Beyond environment variables, rLLM also wires a worker_process_setup_hook into the runtime env. Ray invokes this once at the start of every worker interpreter, before any user code runs. rLLM points it at rllm.trainer.verl.patch.apply_all_verl_patches, which monkey-patches the verl modules that the FSDP / vLLM workers re-import on startup. This matters because verl is pinned (currently 0.7.1) and rLLM ships small backports for known issues — e.g. the qwen3-VL inplace-add fix from verl#5881, the NCCL-deadlock fix on dynamic-batching from verl#5750, and the jagged-NestedTensor _ragged_idx preservation fix from verl#6127. Ray spawns each worker as a fresh Python interpreter that re-imports verl from disk, so a driver-side import verl; verl.X = patched_X never propagates. The setup hook runs the patches inside every worker. If your --runtime-env-json already specifies a worker_process_setup_hook, rLLM steps out of the way (same precedence rule as for env_vars): the job-submitted hook wins and rLLM does not register its own. In that case you are responsible for calling apply_all_verl_patches() yourself if you want the verl backports.

Adding your own setup hook (RLLM_EXTRA_WORKER_SETUP_HOOK)

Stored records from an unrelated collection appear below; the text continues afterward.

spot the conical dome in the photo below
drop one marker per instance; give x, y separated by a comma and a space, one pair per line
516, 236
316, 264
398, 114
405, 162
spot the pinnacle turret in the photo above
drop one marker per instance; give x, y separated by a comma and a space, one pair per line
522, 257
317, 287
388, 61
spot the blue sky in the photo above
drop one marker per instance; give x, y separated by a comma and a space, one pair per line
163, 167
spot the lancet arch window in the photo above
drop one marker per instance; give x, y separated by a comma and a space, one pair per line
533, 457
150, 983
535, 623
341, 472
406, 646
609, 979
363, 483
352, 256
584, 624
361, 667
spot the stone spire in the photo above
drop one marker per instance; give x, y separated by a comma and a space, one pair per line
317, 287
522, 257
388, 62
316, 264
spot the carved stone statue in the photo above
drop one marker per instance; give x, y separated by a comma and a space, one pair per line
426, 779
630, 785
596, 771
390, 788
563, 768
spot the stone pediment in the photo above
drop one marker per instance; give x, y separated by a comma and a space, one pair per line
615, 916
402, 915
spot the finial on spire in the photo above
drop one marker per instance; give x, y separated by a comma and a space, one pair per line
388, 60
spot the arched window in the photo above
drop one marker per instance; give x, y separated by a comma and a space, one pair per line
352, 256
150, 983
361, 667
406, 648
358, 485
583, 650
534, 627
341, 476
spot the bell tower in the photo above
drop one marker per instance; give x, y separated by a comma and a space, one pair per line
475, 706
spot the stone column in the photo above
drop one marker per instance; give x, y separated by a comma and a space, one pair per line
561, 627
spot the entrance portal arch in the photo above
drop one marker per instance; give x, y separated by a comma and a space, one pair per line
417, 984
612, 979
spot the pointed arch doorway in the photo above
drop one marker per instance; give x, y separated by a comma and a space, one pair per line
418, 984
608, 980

Sometimes you need to apply environment-specific tweaks on every worker — for example, disabling cuDNN on a host whose cuDNN install is broken, or pointing Triton at a per-PID cache to avoid races between concurrent FSDP workers. These do not belong in rLLM itself (they are properties of one machine), so we expose an extension point instead of asking you to fork the runtime env. Set the RLLM_EXTRA_WORKER_SETUP_HOOK environment variable to "<absolute-path-to-file.py>:<function-name>". apply_all_verl_patches reads it on every worker, loads the file via importlib.util.spec_from_file_location (so it works even when the file is not on sys.path — e.g. lives under a gitignored tmp/ directory), and calls the named function. Failures are logged but never re-raised.
my_local_setup.py
def apply():
    import torch
    torch.backends.cudnn.enabled = False  # workaround broken cuDNN install
    import os
    os.environ.setdefault("TRITON_CACHE_DIR", f"/tmp/triton-cache-{os.getpid()}")
train.py
import os
from pathlib import Path

# Set BEFORE importing rllm — get_ppo_ray_runtime_env() reads it via
# the RLLM_ forwarded prefix and propagates it to every Ray worker.
os.environ["RLLM_EXTRA_WORKER_SETUP_HOOK"] = f"{Path(__file__).parent / 'my_local_setup.py'}:apply"
The RLLM_ prefix is in FORWARD_PREFIXES, so the variable is forwarded to workers without any extra config. The hook runs after rLLM’s verl patches.

Programmatic access

AgentTrainer calls get_ppo_ray_runtime_env() for you. If you need the same dict for a custom Ray actor, import it directly:
import ray
from rllm.trainer.verl.ray_runtime_env import get_ppo_ray_runtime_env

runtime_env = get_ppo_ray_runtime_env()
ray.init(runtime_env=runtime_env)
The returned dict always contains an env_vars key. It contains a working_dir key only when no job-submit working_dir is in effect.